April is Oral Health Month in Canada, and we will feature articles on proper dental care and oral health for the entire month, especially for seniors and their caregivers!
Today's article is brought to you by the Ontario Dental Association.
Dental health is a key part of general health. Just as our bodies need nutrients and care, so do our mouths. Here’s a list of vitamins and minerals that help keep teeth and gums healthy and where you can find them.
Calcium (yogurt, milk, cheese)
Phosphorous (egg, beef, chicken, turkey, halibut, bread)
Vitamin A (liver, pumpkin, carrots, sweet potato, mango, spinach, broccoli)
Vitamin C (citrus fruits, cantaloupe, strawberries, tomatoes, cabbage)
Vitamin D (trout, mackerel, salmon, tuna, egg yolk, milk)
Omega-3 fats (certain vegetable oils, walnuts, flaxseeds and soy products, seafood, and fish oils)
Fluoride (water, toothpaste, oral rinses)
Food and Your Teeth
Calcium (with help from phosphorous and vitamin D) is the main component of teeth and bones, keeping them strong. Vitamin A is necessary for the formation of tooth enamel, and Vitamin C is essential for healthy gums.
Phosphorus is stored in the teeth and bones. It is instrumental in helping your body balance and absorb calcium and magnesium.
Fluoride helps prevent tooth decay. In children, it works with calcium and phosphorous to help strengthen enamel. In older adults, it helps restore and harden enamel. If you want to know if there is fluoride in your water, contact your local health unit.
Snacking Habits & Dental Health
Frequent snacking, especially on sugary treats and drinks, creates an environment conducive to bacteria growth in your mouth. To promote dental health, opt for tooth-friendly snacks such as cheese, nuts, fruits, or raw vegetables if you need a snack.
Managing Sweet Treats
Bacteria thrive on sugars, increasing the risk of tooth decay. However, there are ways to enjoy treats while minimizing the negative impact on your dental health. Here are some tips:
Consume sweets during mealtimes rather than between meals, as you are likely to eat less of them. Additionally, the increased saliva produced during meals helps wash away sugar from your teeth.
Avoid hard candies that expose your mouth to sugar for extended periods and can potentially cause teeth to chip or crack when bitten.
Exercise caution with chewy candies and dried fruit, as they tend to stick to teeth and may even dislodge dental work like fillings.
Be mindful of hidden sugars in food, especially carbohydrates like pasta that break down into sugar.
Read food labels carefully, as sugar can be listed under various names, such as fructose and dextrose.
Keep track of the amount of sugar you add to your coffee or tea, as it can accumulate over time.

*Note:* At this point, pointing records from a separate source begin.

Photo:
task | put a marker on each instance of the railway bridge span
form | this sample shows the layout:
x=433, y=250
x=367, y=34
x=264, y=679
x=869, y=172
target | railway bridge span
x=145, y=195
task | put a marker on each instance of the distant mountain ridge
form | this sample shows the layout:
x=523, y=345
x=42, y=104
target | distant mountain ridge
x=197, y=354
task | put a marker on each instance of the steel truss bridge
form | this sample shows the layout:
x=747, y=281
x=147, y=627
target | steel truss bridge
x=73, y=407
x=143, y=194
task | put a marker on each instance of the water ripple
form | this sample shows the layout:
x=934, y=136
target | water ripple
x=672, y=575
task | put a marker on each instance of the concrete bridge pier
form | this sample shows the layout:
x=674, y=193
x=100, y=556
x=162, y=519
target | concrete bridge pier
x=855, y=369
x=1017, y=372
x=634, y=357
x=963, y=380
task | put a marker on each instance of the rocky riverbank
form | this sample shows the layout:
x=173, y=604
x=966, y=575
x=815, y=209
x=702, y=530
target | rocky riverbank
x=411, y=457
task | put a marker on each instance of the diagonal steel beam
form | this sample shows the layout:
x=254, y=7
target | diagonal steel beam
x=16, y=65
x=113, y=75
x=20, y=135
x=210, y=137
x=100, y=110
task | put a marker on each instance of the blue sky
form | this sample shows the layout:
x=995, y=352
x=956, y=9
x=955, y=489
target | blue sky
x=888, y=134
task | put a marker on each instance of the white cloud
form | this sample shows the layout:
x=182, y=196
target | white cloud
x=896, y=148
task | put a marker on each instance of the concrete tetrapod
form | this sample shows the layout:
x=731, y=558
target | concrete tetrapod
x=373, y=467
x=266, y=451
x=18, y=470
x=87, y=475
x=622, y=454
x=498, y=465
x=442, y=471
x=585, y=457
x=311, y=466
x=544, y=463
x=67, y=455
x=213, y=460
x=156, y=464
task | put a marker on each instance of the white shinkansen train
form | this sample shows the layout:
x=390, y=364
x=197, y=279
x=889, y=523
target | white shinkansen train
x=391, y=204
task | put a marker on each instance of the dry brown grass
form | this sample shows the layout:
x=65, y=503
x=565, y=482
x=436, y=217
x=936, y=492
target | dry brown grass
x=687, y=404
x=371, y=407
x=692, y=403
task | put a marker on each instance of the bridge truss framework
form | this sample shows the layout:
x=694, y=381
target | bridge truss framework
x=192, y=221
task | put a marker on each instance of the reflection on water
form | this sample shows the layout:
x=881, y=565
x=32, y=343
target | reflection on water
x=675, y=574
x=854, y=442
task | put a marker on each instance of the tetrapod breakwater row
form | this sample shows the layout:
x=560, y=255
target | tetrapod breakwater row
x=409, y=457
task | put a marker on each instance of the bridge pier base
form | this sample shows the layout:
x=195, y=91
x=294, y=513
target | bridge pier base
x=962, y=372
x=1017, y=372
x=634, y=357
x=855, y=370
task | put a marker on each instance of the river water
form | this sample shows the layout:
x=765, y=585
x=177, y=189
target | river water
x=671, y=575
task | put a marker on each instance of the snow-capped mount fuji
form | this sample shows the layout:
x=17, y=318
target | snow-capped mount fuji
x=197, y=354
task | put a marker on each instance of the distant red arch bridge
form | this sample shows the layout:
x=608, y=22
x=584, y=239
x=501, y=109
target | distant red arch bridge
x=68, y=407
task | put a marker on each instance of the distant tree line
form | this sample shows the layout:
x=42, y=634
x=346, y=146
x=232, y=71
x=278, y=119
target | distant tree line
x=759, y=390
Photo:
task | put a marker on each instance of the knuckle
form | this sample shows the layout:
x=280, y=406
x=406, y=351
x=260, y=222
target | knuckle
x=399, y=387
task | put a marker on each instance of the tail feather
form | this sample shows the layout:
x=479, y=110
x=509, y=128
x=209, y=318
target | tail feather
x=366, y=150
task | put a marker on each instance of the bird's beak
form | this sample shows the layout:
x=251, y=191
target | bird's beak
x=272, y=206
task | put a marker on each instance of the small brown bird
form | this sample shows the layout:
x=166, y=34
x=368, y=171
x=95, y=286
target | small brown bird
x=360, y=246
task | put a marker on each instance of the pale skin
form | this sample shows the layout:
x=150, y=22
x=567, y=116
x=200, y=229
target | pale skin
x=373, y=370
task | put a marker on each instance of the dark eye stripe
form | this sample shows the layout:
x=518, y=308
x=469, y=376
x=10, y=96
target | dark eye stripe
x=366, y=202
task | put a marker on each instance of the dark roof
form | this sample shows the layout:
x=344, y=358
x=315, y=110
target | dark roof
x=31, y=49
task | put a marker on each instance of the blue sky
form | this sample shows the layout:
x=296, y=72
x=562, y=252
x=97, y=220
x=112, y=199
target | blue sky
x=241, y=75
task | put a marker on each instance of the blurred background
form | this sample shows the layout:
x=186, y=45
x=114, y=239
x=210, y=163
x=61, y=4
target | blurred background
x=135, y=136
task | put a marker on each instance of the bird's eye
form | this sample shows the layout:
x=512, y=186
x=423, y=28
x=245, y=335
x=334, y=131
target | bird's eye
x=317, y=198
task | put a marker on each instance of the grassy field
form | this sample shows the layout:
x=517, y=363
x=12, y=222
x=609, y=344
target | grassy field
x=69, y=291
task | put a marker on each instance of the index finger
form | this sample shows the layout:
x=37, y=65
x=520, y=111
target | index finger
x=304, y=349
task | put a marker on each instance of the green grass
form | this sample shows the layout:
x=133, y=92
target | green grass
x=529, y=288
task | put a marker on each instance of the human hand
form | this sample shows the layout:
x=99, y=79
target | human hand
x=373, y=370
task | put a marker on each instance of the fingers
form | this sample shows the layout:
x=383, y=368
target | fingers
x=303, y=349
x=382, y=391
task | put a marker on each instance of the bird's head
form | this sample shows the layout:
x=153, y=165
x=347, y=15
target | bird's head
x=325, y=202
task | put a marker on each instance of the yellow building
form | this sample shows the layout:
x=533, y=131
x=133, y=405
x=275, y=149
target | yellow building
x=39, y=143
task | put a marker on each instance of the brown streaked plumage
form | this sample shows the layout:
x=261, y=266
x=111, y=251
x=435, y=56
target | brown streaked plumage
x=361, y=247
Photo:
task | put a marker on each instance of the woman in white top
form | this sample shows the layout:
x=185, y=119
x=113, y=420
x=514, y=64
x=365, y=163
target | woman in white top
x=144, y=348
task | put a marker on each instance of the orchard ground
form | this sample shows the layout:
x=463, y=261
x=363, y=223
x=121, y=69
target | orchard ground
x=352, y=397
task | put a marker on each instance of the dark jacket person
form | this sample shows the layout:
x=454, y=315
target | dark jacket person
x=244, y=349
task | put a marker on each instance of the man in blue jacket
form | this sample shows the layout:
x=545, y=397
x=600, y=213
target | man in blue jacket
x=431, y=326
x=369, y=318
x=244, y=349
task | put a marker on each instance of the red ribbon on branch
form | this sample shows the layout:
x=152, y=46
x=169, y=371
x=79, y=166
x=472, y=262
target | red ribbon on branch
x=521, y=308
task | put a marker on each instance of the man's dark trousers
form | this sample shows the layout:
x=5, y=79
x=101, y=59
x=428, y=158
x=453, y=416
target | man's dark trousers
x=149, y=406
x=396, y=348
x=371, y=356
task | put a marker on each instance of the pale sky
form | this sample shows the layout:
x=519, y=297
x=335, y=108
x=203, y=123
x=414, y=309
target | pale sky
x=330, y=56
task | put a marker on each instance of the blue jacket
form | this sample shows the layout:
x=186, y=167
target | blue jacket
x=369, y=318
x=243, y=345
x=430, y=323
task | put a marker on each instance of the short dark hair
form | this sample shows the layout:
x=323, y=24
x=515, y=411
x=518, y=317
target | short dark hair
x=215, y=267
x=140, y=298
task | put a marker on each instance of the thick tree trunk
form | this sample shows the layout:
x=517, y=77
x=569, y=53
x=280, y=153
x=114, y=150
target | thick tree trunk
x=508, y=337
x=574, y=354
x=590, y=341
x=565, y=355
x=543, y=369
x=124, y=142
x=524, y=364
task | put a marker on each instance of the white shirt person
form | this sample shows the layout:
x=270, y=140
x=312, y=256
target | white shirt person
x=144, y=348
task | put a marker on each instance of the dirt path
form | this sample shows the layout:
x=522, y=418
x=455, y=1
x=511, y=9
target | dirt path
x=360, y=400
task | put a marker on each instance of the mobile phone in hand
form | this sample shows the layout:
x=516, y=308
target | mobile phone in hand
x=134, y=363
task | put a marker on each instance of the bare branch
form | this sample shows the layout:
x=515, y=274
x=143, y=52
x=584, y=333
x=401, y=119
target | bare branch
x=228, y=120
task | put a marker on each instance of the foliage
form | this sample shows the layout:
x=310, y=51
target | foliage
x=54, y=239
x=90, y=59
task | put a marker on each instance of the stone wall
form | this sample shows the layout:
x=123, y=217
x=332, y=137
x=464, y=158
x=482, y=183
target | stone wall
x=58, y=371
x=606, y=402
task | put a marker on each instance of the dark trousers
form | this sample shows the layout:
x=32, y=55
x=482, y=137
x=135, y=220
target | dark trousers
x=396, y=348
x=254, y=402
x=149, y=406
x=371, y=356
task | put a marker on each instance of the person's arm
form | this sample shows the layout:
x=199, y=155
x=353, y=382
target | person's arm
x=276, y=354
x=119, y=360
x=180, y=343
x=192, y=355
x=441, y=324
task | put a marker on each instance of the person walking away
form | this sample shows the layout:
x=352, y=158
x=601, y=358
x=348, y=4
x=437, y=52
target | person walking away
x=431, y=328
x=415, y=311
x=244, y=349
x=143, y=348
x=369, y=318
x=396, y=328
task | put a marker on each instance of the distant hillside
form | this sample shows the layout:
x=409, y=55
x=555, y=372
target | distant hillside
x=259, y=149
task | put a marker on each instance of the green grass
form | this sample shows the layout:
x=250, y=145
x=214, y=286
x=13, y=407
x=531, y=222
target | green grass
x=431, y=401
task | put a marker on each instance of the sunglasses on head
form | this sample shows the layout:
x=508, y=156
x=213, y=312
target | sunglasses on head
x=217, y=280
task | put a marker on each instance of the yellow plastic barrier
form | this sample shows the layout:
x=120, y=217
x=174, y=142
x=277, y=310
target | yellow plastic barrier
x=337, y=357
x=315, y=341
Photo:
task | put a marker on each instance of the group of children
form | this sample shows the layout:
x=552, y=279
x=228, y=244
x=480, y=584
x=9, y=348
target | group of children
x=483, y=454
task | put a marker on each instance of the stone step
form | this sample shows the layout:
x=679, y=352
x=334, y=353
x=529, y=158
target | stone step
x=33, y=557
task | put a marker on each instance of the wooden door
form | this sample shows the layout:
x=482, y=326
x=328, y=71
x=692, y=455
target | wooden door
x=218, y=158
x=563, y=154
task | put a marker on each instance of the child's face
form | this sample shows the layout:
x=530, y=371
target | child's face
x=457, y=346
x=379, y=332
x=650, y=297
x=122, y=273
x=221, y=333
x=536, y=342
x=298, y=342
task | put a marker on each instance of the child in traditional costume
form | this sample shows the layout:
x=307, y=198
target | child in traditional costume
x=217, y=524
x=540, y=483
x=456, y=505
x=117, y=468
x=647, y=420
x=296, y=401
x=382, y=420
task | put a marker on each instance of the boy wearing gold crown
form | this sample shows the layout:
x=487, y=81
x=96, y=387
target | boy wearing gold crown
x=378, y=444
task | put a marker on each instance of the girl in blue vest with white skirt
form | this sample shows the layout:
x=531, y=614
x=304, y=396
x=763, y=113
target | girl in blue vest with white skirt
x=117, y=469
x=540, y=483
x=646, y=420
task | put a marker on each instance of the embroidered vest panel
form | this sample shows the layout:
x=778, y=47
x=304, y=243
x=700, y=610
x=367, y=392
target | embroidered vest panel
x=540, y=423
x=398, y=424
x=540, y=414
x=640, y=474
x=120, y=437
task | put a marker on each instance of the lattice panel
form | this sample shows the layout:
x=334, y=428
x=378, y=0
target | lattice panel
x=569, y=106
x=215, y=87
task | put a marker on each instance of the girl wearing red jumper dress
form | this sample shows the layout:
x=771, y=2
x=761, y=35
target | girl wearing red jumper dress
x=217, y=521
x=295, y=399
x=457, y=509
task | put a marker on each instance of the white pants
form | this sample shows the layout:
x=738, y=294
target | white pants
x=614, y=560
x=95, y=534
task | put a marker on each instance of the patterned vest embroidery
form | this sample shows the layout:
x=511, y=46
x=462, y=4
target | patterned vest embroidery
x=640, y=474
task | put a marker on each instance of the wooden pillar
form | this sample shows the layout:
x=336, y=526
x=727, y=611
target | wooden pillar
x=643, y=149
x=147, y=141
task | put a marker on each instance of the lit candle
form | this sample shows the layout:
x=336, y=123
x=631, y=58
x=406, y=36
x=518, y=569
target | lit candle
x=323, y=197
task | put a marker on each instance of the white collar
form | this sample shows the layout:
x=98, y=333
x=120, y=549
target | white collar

Protecting Against Acid Erosion
Certain beverages and snacks have a low pH level, making them more acidic. Acidic substances strip away protective minerals, leaving your teeth vulnerable to damage and increasing tooth sensitivity. Common culprits include fruit juices, sports drinks, and carbonated beverages like soda. To minimize the effects of acid erosion, consider the following:
Rinse your mouth with plain water to neutralize acid.
Eating a piece of cheese or drinking milk can also help counteract lingering acid.
Wait at least 30 minutes after eating before brushing your teeth, as this allows the acid level in your mouth to decrease and your enamel to re-harden.
Opt for water instead of sports and energy drinks, as the combination of sweetness and acidity can contribute to tooth decay and dental erosion.
If you have any questions about nutrition and dental health, don't hesitate to consult your dentist.